Telcos in Australia Could Be Offshoring User Data and AGD Has No Clue of Its Whereabouts
Australian telecommunication companies could be storing all of their user information overseas and AGD doesn't know where exactly they are storing it, Sarah Chidgey, First Assistant Secretary National Security Division at AGD, told the Parliamentary Joint Committee on Intelligence and Security (PJCIS) Thursday morning.
Telcos are required by the government under the data retention scheme to store customer data that includes their call records, location information, IP addresses, billing information, and other relevant data. However, these companies could be storing this information overseas, and the Attorney-General's Department (AGD) that is charged with overseeing this system, doesn't know exactly where this data is stored.
Australia is clueless where telcos are storing user data
Offshoring data prompts concerns for the intelligence agencies of that information being subject to foreign legislation. In the United States, the tech companies (not telcos) have refused to provide data that has been stored overseas, since that is subject to local laws.
In a parliamentary committee hearing into the telco security reforms today, Chidgey said that the department doesn't believe if storing metadata overseas is a security risk, but also admitted that the department had no insight into the level of offshoring currently in use under the national data retention regime.
AGD's Chidgey said the existing legislation does not require telcos to inform the department of offshoring. It simply demands them to protect the data in accordance with the Privacy Act and Telecommunications Interception Act.
"That's something we don't know because there is no obligation for industry to tell us," Chidgey said.
"The whole precursor to the [metadata] Bill was that they would tell us," Labor MP and committee deputy chair Anthony Byrne said in response. "What you're telling me is that they will not even tell you whether or not they are storing the metadata offshore."
Australia's data retention laws came into work in October 2015, and require telcos to store customer personal data, their traffic data, and upload and download volumes, for two years. However, they don't force telecommunication operators to store this data inside Australia. The law - or the omission of this particular requirement, to be exact - raised concerns about data security and privacy. Reports suggest that at least one telco (iiNet) indicated it would find the cheapest option for storage, which was in China, at the time.
AGD argued telcos were required under the data retention legislation to adequately protect the consumer data. This essentially means that the government is relying on the private companies to securely store data outside of the country when they could just be going for the lowest cost options.
Byrne said the lack of departmental insight was "ridiculous" and "completely unacceptable". "You're a government agency that is responsible to oversight this and you cannot answer a question about how much data is being offshored, that is just ridiculous," he said.
It is completely unacceptable that you don't know how much data is being stored offshore ... you need to be aware of that, because you cannot make informed decisions, in my view, or the intelligence agencies can't, or offer the appropriate protections if you're not being given this information.
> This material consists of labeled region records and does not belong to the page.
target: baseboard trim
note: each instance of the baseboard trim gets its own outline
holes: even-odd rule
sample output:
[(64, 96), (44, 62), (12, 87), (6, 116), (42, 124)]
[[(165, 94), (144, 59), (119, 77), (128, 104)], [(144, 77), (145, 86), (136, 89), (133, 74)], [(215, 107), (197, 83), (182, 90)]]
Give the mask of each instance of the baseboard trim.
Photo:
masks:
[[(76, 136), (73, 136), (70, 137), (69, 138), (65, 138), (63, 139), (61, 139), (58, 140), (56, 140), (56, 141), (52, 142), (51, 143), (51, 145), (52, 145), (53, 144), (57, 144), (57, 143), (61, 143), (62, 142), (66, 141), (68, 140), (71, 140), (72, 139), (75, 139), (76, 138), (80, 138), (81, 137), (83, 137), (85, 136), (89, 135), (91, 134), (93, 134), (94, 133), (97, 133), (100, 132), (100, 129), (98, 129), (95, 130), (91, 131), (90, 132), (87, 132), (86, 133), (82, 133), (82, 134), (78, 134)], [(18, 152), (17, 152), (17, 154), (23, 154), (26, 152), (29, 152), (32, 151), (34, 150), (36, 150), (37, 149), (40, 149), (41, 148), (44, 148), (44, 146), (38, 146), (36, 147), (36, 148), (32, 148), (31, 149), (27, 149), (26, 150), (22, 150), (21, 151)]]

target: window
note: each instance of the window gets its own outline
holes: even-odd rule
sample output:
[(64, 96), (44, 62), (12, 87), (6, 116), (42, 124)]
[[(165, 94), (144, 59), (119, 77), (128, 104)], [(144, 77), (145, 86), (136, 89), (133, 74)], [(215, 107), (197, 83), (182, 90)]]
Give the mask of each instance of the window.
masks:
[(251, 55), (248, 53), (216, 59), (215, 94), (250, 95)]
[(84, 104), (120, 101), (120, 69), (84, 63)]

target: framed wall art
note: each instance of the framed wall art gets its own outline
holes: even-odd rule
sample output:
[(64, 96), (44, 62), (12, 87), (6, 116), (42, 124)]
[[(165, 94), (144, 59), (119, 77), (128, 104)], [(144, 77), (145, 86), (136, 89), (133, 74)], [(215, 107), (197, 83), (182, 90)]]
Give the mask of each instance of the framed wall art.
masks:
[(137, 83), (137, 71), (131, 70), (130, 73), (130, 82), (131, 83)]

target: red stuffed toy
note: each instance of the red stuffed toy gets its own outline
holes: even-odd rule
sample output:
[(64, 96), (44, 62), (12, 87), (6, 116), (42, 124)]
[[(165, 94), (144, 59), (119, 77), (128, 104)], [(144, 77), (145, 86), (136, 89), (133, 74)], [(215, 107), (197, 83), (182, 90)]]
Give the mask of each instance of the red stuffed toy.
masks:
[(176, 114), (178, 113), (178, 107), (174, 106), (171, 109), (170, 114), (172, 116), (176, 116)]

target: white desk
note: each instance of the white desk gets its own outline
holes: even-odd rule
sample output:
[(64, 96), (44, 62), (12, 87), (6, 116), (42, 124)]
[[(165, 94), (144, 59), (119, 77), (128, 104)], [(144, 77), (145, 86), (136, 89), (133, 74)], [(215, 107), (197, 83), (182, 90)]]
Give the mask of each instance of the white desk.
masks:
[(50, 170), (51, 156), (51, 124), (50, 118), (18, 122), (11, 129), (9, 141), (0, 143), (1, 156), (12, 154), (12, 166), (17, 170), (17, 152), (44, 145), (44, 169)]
Byrne called on the AGD to "make it a priority" to find out the whereabouts of the nation's telecommunications metadata. Under the new security reforms bill that entered parliament last November, telecom companies will be required to notify AGD of new outsourcing or offshoring of sensitive parts of their networks. It will also be a requirement to notify the department when telcos move equipment outside Australia, buy equipment that is located outside Australia, or enter into new outsourcing arrangements. However, it doesn't make any mention of the existing data retention regime.
"This bill would introduce a notification requirement, and one of the kinds of changes that would have to be notified is information that is being stored offshore," Anne Sheehan of AGD said.